Add methods to structs:

struct Rectangle {
    width: u32,
    height: u32,
}

impl Rectangle {
    fn area(&self) -> u32 {
        self.width * self.height
    }

    fn can_hold(&self, other: &Rectangle) -> bool {
        self.width > other.width && self.height > other.height
    }

    fn square(size: u32) -> Rectangle {
        Rectangle { width: size, height: size }
    }
}

let rect = Rectangle { width: 30, height: 50 };
println!("Area: {}", rect.area());

let square = Rectangle::square(10);

"Methods on structs make data and behavior live together.

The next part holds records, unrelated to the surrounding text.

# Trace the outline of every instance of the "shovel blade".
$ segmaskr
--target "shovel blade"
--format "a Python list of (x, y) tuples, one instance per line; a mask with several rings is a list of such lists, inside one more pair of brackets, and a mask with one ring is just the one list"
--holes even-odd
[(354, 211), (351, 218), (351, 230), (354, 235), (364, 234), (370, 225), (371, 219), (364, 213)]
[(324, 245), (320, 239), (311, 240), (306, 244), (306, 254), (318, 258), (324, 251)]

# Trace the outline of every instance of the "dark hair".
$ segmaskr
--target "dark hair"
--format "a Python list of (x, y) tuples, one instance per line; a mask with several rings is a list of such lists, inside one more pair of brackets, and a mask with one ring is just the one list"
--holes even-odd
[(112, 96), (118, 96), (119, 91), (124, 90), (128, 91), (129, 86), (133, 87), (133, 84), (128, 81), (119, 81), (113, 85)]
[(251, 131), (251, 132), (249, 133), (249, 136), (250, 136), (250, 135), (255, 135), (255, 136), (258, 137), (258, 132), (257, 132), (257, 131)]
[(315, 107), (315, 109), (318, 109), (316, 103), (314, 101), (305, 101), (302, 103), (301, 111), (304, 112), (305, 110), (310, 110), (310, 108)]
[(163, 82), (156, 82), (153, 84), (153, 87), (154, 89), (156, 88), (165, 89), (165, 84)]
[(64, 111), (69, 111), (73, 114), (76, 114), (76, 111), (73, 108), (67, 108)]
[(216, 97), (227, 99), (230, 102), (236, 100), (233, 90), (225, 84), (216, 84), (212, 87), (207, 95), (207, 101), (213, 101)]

This is the essence of object-oriented design in Rust."

§Enums

Define a type with multiple possible variants:

enum IpAddrKind {
    V4,
    V6,
}

let four = IpAddrKind::V4;
let six = IpAddrKind::V6;

Enums with Data

enum IpAddr {
    V4(String),
    V6(String),
}

let localhost = IpAddr::V4(String::from("127.0.0.1"));
let ipv6 = IpAddr::V6(String::from("::1"));

Different data per variant:

enum Message {
    Quit,
    Move { x: i32, y: i32 },
    Write(String),
    ChangeColor(i32, i32, i32),
}

Impl on Enums

impl Message {
    fn call(&self) {
        // method body
    }
}

let m = Message::Write(String::from("Hello"));
m.call();

§Option Enum

Built-in enum for values that may or may not exist:

enum Option<T> {
    Some(T),
    None,
}

let some_number = Some(5);
let some_string = Some("a string");
let absent_number: Option<i32> = None;

Match on Option:

fn plus_one(x: Option<i32>) -> Option<i32> {
    match x {
        None => None,
        Some(i) => Some(i + 1),
    }
}

let five = Some(5);
let six = plus_one(five);
let none = plus_one(None);

§Result Enum

Built-in enum for fallible operations:

enum Result<T, E> {
    Ok(T),
    Err(E),
}

§Generic Structs and Enums

Create flexible types:

struct Point<T> {
    x: T,
    y: T,
}

let int_point = Point { x: 5, y: 10 };
let float_point = Point { x: 1.0, y: 4.0 };

Multiple type parameters:

struct Pair<T, U> {
    first: T,
    second: U,
}

let pair = Pair {
    first: 5,
    second: "hello",
};

Generic enums:

enum Result<T, E> {
    Ok(T),
    Err(E),
}

§Derive Traits

Auto-implement common traits:

#[derive(Debug, Clone, Copy)]
struct Point {
    x: i32,
    y: i32,
}

let p = Point { x: 1, y: 2 };
println!("{:?}", p);  // works because of Debug

Common derive traits:

  • Debug - print with {:?}
  • Clone - explicit copying
  • Copy - implicit copying for small types
  • PartialEq - equality comparison
  • Eq - equality (reflexive)
  • PartialOrd - ordering
  • Ord - total ordering
  • Hash - hashable
  • Default - default values

§Practice

  1. Define a struct representing a person with methods
  2. Create an enum for different payment methods
  3. Implement a method on your enum
  4. Use generic structs to store different types
  5. Derive Debug and print a struct
  6. Use Option to represent optional fields
  7. Match exhaustively on enum variants

"Structs and enums are your tools for domain modeling. Build your types carefully, and let the compiler guide you."